When I was 15 I became even more obsessed with counting calories. I went days without eating, I knew exactly how many calories were in every food and I would berate myself if I ate more than 500 calories in a day. I went running every morning and spent at least an hour every afternoon at the gym and I was really skinny. My hipbones stuck out and my collarbones protruded. Once, after eating nothing for nearly five days, I fainted - face first onto concrete and was left with a bloody lip and a scar under my nose. When I look back at photos of myself at that time, now I cringe at how sickly I looked. This was the only time in my life that my mother told i was an acceptable weight. It was definitely the most unhappy i have ever been.
When I reached 20 I started to finally accept that my body shape/type/size was just naturally bigger and I started to be ok with it. It was hard because my mother was always telling me I was too fat and that I shouldn't wear certain things and making comments like 'are you sure you really need that?' anytime I opened the fridge. When I was 22 I made the hardest but ultimately most positive choice I have ever made - I cut off all contact with my mother and thus removed all of that negativity from my life. I turn 24 next month and I completely love my body. I'm a size 14 - 16 and I have a belly and chubby arms and a big bum and I think I look great, I wouldn't change a thing. I eat whatever I feel like, I do enough exercise, I'm healthy and I'm happy and I'm so glad that I have finally got to a place where I feel like this.
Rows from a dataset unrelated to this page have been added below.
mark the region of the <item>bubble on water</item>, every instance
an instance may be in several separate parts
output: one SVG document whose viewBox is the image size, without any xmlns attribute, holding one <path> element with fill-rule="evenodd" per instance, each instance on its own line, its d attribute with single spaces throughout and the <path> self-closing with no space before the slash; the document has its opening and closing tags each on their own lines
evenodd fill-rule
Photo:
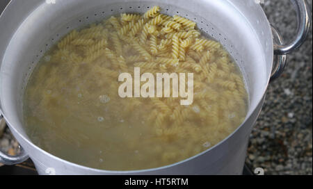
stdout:
<svg viewBox="0 0 313 189">
<path fill-rule="evenodd" d="M 232 119 L 235 117 L 236 117 L 236 115 L 234 113 L 228 115 L 228 118 L 230 118 L 230 119 Z"/>
<path fill-rule="evenodd" d="M 45 56 L 45 61 L 49 62 L 51 60 L 51 56 Z"/>
<path fill-rule="evenodd" d="M 100 100 L 101 103 L 106 104 L 110 101 L 110 97 L 107 95 L 101 95 L 99 97 L 99 99 Z"/>
<path fill-rule="evenodd" d="M 197 105 L 195 105 L 193 107 L 193 110 L 196 113 L 198 113 L 200 112 L 200 109 L 199 106 L 198 106 Z"/>
<path fill-rule="evenodd" d="M 204 147 L 207 147 L 207 147 L 211 147 L 211 143 L 209 142 L 205 142 L 204 143 L 203 143 L 202 146 Z"/>
<path fill-rule="evenodd" d="M 103 117 L 98 117 L 98 121 L 99 122 L 102 122 L 103 121 L 104 121 L 104 118 L 103 118 Z"/>
</svg>

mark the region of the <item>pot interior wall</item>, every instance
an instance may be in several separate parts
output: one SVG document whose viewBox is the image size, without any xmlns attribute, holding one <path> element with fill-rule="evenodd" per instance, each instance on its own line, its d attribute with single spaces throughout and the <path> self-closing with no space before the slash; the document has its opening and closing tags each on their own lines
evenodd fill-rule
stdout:
<svg viewBox="0 0 313 189">
<path fill-rule="evenodd" d="M 48 1 L 47 2 L 53 2 Z M 269 24 L 255 1 L 32 0 L 24 20 L 17 25 L 2 58 L 1 104 L 11 126 L 24 137 L 22 97 L 28 79 L 44 53 L 74 28 L 121 13 L 143 13 L 158 5 L 161 13 L 178 15 L 198 24 L 220 41 L 239 65 L 250 97 L 248 115 L 262 99 L 271 70 L 273 44 Z M 13 6 L 18 5 L 15 2 Z M 9 8 L 15 10 L 14 7 Z M 23 14 L 22 11 L 20 14 Z M 6 19 L 6 18 L 4 18 Z M 2 28 L 2 26 L 1 26 Z"/>
</svg>

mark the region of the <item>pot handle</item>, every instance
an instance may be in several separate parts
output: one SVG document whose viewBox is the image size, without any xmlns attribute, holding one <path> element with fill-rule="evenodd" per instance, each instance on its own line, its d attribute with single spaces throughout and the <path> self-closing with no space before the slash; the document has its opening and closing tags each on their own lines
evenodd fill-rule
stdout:
<svg viewBox="0 0 313 189">
<path fill-rule="evenodd" d="M 285 44 L 278 31 L 272 26 L 276 60 L 271 75 L 271 81 L 279 77 L 282 73 L 286 65 L 286 54 L 297 49 L 303 44 L 311 26 L 312 14 L 307 1 L 305 0 L 291 0 L 291 1 L 297 13 L 297 34 L 292 42 Z"/>
<path fill-rule="evenodd" d="M 305 0 L 291 0 L 298 17 L 298 31 L 296 38 L 287 44 L 274 44 L 275 54 L 287 54 L 298 49 L 305 41 L 311 26 L 312 15 Z"/>
<path fill-rule="evenodd" d="M 1 113 L 0 119 L 2 119 Z M 19 146 L 19 149 L 21 149 L 19 154 L 14 156 L 6 154 L 0 150 L 0 163 L 3 163 L 4 165 L 13 165 L 22 163 L 23 161 L 27 160 L 29 158 L 27 154 L 21 146 Z"/>
</svg>

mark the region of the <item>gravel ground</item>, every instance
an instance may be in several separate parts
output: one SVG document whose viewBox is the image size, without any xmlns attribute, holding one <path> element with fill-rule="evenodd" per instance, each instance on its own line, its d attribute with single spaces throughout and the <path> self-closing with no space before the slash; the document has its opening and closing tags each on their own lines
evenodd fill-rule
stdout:
<svg viewBox="0 0 313 189">
<path fill-rule="evenodd" d="M 289 1 L 264 0 L 264 10 L 285 41 L 296 33 Z M 309 0 L 312 7 L 312 0 Z M 307 42 L 288 56 L 283 75 L 269 85 L 263 110 L 250 135 L 246 163 L 266 174 L 312 174 L 312 31 Z M 0 149 L 14 155 L 18 143 L 8 129 Z"/>
</svg>

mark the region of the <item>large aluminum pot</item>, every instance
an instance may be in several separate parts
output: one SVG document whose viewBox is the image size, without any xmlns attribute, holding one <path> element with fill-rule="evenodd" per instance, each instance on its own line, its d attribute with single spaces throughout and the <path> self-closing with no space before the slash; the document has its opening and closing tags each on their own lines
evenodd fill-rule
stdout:
<svg viewBox="0 0 313 189">
<path fill-rule="evenodd" d="M 271 79 L 282 72 L 286 54 L 298 48 L 310 28 L 311 13 L 305 0 L 291 0 L 298 13 L 294 40 L 282 43 L 257 0 L 13 0 L 0 18 L 0 111 L 24 149 L 17 156 L 0 152 L 0 162 L 12 165 L 28 156 L 39 174 L 240 174 L 249 135 Z M 144 13 L 159 5 L 163 13 L 194 20 L 219 40 L 243 73 L 249 93 L 248 113 L 232 134 L 188 159 L 155 169 L 107 171 L 77 165 L 33 144 L 22 124 L 22 97 L 39 58 L 70 30 L 125 12 Z M 277 56 L 273 63 L 274 56 Z M 28 155 L 26 155 L 28 154 Z M 152 160 L 153 161 L 153 160 Z"/>
</svg>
Recently I was thinking about all that I went through when I was younger and I wished that I'd seen more beautiful, well dressed fat women because maybe that would have helped me realise that to be attractive, you don't necessarily have to be thin. Also I think there is a lack of plus-sized fashion and general body acceptance in Australia and I would like to do whatever is in my power to help change that. I made this blog to show that being fat doesn't have to mean looking frumpy or wearing baggy, shapeless clothes.